Cover image for blog post Situational Leadership Pt. 1 by Nick Vogel.

Situational Leadership Pt. 1

Last week we started the conversation about leadership styles with 3 Styles of Leadership. This post builds on that, so make sure you go back and read if you haven’t. There are more than 3 styles of leadership, but giving you the extremes helps fill in the gaps and adds shades of leadership between each extreme and middle ground. Knowing these styles helps us discover a better way to lead: situational leadership.

Situational leadership is what it sounds like it is. You choose your leadership style based on the situation. This isn’t original; it’s based on a theory from Ken Blanchard and Paul Hersey. 

The point of this isn’t to confuse people about what kind of leader you are, but to serve the people you lead by meeting them where they’re at. Laissez-faire leadership may be appropriate if you lead someone who has been doing the job for 20 years and only needs an occasional check in. Authoritarian leadership may be appropriate for a new hire who needs someone to walk through their job with them. However, it would be inappropriate to have a laisse-faire leadership style with a new employee or an authoritarian one with a veteran employee.
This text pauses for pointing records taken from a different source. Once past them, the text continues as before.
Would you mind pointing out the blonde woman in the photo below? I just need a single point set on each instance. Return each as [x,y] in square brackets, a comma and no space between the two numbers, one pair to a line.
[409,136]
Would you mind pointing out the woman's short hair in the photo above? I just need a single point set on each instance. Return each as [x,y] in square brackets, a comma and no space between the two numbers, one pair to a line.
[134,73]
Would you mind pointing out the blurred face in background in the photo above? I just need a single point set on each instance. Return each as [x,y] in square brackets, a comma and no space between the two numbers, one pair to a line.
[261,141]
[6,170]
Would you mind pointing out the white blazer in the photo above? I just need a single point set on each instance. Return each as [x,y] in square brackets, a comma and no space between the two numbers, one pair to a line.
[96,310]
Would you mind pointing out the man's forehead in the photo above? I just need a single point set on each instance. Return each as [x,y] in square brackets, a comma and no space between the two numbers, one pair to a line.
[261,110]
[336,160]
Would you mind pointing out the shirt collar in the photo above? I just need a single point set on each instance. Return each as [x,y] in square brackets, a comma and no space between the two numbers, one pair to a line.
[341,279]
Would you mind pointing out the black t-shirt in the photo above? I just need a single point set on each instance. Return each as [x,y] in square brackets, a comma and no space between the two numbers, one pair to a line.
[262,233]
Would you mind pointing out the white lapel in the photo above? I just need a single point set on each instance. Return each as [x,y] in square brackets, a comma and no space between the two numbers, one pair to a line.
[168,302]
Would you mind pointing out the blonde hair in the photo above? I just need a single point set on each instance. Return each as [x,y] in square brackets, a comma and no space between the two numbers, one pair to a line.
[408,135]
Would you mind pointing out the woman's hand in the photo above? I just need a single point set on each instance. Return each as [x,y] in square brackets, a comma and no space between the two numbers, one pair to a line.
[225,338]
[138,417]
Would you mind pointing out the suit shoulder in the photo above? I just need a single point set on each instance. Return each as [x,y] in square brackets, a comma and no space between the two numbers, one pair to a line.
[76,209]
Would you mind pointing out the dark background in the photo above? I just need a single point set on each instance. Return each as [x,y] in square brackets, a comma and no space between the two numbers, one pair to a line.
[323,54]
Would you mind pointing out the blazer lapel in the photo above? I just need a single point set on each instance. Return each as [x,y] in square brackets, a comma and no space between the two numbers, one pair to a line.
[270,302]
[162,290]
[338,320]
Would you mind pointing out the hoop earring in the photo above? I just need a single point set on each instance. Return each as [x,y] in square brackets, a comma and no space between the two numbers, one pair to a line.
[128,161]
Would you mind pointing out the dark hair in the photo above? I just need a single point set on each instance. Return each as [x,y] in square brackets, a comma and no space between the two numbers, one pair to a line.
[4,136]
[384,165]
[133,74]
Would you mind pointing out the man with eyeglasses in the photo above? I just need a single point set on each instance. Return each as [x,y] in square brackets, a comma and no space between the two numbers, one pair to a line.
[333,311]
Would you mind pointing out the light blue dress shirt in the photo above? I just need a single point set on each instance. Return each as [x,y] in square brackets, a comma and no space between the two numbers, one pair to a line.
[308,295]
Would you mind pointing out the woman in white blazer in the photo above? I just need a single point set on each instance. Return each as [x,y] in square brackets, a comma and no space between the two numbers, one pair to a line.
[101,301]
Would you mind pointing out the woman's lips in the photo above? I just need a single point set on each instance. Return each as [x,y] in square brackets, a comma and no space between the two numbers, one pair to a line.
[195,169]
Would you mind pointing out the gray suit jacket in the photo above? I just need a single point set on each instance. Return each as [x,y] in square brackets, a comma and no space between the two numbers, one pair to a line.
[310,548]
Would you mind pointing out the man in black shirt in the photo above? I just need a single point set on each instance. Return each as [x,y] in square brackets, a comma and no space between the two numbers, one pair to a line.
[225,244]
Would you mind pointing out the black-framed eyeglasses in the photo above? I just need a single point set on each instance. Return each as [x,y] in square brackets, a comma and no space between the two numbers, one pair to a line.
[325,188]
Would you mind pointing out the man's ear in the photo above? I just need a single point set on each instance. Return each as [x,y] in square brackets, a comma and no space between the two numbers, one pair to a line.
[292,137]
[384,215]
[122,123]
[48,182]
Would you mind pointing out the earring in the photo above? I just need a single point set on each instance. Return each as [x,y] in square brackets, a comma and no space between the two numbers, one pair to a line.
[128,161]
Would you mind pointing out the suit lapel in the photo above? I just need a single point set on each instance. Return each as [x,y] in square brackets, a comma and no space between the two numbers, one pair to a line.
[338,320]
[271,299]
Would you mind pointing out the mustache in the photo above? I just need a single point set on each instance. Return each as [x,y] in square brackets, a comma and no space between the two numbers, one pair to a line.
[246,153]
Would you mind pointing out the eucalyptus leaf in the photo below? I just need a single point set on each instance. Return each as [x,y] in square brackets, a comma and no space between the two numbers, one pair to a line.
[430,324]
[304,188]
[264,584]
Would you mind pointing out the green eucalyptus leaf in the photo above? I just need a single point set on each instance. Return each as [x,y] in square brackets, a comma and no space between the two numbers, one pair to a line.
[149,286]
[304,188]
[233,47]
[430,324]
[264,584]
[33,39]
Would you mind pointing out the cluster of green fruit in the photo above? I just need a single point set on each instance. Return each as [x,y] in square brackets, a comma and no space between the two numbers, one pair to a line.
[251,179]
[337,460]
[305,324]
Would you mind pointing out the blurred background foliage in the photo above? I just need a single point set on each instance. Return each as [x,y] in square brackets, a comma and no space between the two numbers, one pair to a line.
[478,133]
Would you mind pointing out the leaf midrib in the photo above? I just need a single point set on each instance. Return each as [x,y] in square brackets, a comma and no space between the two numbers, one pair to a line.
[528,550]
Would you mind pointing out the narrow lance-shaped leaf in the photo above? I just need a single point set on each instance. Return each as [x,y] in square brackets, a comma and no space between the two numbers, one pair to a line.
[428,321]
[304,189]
As a person gains competence, they need less direct oversight. You can think of this as a 4-step process, as outlined by the founders of Situational Leadership. We’ll start with the first two today.

S1:

You have someone who just joined an organization. They’re enthusiastic and ready to learn; we call them an S1. They don’t have much competence, but they have a high commitment level. They need oversight to develop them in their competence, but you won’t have to spend much time motivating them. Consider this the level where you’re more authoritarian in your leadership. You need to make the decisions and give directives for the employee to succeed.

S2:

Then they move to the level of S2. They’ve developed some competence, but now their commitment level has dropped because they’re disillusioned by their job. The honeymoon period is over. You’ll need to spend time motivating them as well as continuing to develop their competence level. You’re now toward the democratic leadership part of the scale, but not quite. You still need to give directives and make decisions, but now the employee can be a part of those decisions.